Religion Today Summaries - Sept. 21, 2010

Compiled & Edited by Crosswalk Editorial Staff | Crosswalk.com | Updated: Sep 20, 2010

Religion Today Summaries - Sept. 21, 2010

Daily briefs of the top Christian news and persecution stories impacting believers around the world.

In today's edition:

  • U.S. Tells Egypt to Bring Christmas Eve Killers to Justice
  • Christians Pray in Shuttered Church in Indonesia
  • Security in Afghanistan Is Deteriorating, Aid Groups Say
  • Billy Graham TV Special Recaps 60 Years of Ministry

U.S. Tells Egypt to Bring Christmas Eve Killers to Justice

The U.S. Commission on International Religious Freedom has called on Egypt's government to resume the trial of three men charged with the murder of seven people in a small southern Egypt town on Christmas Eve. According to Christian Today, the men's trial has been full of starts and stops, and U.S. officials worry Saturday's scheduled trial might be postponed again. "Justice delayed is justice denied," said USCIRF chair Leonard Leo, whose agency makes policy recommendations to the president, secretary of state, and Congress with respect to matters involving international religious freedom. "[T]his only encourages further violence and is reminiscent of so many past trials where justice was never served,"  he said. Seven people were killed on Jan. 6 - Christmas Eve by the Orthodox Christian calendar - when gunmen fired from a car into a busy marketplace by a church.

Christians Pray in Shuttered Church in Indonesia

Dozens of Christians near Indonesia's capital of Jakarta defied a police perimeter on Sunday and met to pray in their shuttered church. "We just want to carry out our obligations as Christians, but authorities are treating us like terrorists," said Advent Tambunan, a member of Batak Christian Protestant Church in the industrial city of Bekasi. "There's no justice for us in this country," he told The Associated Press. The church was surrounded by hundreds of police and unarmed security guards following last week's attack on the church that wounded two church members. Islamic hard-liners have harrassed the church for months. On Sunday, local officials had seven empty buses on standby outside the Batak Christian's shuttered church Sunday, ready to transport them to an alternate site of worship provided by the government to avoid community backlash.

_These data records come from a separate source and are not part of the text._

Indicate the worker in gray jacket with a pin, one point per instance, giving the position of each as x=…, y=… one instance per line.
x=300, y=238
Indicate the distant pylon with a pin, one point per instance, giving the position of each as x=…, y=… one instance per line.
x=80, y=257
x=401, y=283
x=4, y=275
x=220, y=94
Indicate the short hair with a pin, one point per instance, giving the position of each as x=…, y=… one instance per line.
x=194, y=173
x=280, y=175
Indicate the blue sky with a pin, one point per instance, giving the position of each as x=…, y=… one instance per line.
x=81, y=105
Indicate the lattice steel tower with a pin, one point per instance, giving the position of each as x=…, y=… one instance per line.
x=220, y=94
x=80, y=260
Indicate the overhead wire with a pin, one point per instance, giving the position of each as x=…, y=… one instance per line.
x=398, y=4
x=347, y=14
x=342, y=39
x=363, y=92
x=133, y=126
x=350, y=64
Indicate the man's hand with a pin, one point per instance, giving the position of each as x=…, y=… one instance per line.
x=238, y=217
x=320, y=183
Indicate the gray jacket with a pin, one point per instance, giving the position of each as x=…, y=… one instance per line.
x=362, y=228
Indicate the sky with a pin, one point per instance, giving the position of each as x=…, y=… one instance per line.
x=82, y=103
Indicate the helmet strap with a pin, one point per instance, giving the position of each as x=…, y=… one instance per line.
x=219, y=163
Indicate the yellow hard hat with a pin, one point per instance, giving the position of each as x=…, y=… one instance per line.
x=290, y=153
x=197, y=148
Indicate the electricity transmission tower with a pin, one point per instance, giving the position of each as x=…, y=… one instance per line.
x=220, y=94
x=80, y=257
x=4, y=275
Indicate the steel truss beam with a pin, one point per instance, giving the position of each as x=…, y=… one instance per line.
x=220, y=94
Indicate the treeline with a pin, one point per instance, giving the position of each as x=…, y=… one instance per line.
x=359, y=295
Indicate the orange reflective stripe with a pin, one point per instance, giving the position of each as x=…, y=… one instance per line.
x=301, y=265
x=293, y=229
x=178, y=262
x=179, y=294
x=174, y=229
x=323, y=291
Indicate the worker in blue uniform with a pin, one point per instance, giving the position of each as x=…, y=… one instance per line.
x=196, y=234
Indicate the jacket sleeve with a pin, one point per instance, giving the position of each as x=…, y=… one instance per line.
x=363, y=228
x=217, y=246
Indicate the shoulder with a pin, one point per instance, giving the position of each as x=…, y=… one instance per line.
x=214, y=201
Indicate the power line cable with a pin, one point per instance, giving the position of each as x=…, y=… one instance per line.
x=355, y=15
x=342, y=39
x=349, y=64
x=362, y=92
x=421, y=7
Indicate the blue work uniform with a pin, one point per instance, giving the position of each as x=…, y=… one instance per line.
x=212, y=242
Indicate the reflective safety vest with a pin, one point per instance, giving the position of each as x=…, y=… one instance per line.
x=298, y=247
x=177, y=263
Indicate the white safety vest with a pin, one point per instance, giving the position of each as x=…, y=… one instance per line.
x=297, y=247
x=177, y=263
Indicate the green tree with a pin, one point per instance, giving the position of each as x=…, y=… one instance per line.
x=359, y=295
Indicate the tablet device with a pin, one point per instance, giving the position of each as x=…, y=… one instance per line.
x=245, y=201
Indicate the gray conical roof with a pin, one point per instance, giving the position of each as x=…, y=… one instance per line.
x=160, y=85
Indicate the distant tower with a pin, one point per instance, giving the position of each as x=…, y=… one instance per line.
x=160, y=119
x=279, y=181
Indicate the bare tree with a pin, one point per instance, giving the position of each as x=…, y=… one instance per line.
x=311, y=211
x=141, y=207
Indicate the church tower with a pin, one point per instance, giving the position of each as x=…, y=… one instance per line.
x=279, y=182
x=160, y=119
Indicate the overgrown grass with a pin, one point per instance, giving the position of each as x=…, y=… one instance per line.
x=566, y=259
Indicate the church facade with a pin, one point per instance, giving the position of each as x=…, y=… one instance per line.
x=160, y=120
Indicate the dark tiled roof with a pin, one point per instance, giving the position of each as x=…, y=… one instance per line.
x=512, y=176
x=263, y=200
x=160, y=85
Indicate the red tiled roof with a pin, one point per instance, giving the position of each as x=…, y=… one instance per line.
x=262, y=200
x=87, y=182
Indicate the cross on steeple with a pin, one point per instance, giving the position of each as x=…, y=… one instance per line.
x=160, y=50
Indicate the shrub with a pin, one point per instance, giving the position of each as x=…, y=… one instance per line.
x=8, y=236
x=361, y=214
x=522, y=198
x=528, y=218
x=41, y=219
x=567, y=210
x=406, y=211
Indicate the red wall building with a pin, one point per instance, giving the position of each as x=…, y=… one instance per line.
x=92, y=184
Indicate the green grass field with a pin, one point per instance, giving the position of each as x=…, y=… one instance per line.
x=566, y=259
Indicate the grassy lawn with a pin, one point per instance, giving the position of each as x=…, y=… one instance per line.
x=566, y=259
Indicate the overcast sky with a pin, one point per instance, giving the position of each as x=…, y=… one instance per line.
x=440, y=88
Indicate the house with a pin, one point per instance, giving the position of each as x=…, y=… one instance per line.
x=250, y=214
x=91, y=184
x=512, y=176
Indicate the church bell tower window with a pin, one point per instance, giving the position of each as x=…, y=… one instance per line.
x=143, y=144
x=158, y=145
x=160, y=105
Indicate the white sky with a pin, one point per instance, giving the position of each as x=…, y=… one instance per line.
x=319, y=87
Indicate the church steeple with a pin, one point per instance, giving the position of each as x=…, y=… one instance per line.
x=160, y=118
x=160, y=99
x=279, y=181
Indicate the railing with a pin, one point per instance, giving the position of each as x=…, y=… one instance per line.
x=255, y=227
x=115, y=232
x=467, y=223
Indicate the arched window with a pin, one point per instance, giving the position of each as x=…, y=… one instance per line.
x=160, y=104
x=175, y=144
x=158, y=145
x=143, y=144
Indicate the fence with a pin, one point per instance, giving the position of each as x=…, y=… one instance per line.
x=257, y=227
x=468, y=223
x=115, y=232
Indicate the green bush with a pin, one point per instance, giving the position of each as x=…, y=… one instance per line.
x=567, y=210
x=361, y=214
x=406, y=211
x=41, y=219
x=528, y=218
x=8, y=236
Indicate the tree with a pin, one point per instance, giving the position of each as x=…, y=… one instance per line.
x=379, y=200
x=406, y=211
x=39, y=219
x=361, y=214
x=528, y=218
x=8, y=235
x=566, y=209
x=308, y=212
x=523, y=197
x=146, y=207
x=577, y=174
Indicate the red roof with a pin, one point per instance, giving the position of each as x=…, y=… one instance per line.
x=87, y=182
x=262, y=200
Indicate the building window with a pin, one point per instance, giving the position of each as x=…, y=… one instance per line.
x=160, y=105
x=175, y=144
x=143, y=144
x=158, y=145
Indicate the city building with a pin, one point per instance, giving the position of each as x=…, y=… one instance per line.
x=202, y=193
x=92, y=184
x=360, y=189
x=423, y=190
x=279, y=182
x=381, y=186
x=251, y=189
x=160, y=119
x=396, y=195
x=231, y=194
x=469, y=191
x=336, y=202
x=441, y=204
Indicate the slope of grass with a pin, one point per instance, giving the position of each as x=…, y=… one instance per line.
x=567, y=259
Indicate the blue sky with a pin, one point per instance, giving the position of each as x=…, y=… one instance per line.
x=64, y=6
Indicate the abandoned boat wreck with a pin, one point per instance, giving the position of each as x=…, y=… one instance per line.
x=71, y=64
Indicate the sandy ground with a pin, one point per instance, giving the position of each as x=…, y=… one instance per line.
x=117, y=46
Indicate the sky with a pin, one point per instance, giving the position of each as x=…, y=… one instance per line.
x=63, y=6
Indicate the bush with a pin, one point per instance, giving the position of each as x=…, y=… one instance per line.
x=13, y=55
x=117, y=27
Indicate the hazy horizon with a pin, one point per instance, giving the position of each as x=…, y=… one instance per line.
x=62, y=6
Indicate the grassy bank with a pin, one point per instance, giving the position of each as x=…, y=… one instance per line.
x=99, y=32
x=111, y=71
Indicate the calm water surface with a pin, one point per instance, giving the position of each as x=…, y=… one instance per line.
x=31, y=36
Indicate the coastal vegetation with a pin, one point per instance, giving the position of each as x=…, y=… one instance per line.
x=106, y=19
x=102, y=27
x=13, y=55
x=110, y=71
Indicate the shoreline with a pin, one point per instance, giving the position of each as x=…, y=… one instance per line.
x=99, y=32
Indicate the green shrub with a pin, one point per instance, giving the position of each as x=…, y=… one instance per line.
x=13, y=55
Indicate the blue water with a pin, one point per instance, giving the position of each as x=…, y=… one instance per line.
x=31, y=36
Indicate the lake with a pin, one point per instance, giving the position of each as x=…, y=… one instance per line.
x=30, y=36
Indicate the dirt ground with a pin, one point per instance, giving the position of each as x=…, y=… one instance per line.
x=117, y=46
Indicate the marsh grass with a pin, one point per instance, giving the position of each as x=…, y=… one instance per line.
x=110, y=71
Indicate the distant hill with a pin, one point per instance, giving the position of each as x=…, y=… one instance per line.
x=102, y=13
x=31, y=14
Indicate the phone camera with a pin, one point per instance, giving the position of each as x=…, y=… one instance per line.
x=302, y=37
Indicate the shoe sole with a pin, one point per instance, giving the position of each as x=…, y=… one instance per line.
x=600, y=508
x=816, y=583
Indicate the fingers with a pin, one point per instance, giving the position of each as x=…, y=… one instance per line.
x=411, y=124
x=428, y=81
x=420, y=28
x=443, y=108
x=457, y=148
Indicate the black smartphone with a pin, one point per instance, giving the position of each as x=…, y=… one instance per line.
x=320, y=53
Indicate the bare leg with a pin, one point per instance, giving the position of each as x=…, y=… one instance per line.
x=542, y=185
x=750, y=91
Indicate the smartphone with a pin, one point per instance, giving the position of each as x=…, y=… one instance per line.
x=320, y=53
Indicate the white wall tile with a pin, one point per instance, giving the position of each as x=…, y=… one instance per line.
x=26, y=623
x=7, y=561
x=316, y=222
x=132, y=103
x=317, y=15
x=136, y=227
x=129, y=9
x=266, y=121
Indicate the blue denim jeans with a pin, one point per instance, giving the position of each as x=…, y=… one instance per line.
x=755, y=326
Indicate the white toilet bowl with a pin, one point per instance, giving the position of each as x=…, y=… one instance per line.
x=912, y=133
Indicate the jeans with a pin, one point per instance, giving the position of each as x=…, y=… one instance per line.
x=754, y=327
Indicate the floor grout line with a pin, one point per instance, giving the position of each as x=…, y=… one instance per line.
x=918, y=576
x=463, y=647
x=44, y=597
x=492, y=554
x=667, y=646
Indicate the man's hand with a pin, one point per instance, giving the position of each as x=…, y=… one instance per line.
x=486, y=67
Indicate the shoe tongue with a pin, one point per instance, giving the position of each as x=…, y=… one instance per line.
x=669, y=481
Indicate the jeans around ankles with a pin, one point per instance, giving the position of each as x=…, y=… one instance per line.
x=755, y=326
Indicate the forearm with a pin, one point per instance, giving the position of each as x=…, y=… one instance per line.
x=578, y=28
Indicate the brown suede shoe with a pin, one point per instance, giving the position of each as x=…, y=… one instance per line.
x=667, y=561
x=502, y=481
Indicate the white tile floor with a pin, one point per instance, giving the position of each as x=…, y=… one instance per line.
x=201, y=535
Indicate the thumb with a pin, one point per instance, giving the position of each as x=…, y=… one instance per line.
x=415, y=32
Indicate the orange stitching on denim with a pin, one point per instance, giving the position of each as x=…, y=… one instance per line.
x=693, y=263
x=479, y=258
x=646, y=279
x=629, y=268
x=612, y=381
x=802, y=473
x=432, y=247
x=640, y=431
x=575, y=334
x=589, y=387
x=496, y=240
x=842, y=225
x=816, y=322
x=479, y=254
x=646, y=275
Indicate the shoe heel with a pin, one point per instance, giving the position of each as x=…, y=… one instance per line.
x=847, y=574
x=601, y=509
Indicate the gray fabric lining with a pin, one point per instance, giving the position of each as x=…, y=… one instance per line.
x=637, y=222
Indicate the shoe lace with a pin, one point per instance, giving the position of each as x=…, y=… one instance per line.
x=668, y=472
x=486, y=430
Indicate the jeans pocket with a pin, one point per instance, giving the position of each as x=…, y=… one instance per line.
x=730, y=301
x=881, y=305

Security in Afghanistan Is Deteriorating, Aid Groups Say

Despite an increase in US troops, Afghanistan is becoming more dangerous, according to humanitarian groups. "The humanitarian space is shrinking day by day," said Abdul Kebar, a CARE official in Afghanistan, according to Worthy News. The Afghan NGO Safety Office said the country is more dangerous today than it's been in years. "We do not support the perspective that this constitutes 'things getting worse before they get better,'" said Nic Lee, director of the Afghan N.G.O. Safety Office, "but rather see it as being consistent with the five-year trend of things just getting worse." Aid groups say they are trying to employ native workers, avoid traveling by road, and avoid operating in the open. These precautions have slowed work in many places, but it has helped keep workers safe. Attacks on NGO's have decreased by 35 percent since last year even though insurgent attacks have doubled.

Billy Graham TV Special Recaps 60 Years of Ministry

The Billy Graham Evangelistic Association will soon release a television special chronicling its 60 years of ministry. "My father was always willing to go anywhere, anytime, any place to preach the Gospel, and we are still doing that," Franklin Graham says in the program. "Everything that we do at the Billy Graham Evangelistic Association is geared around taking this Gospel message to the ends of the earth." The television special features rare footage from Billy Graham's historic visits to preach the Gospel in communist countries in Eastern Europe, along with audio and video from the ministry's earliest national radio and television broadcasts.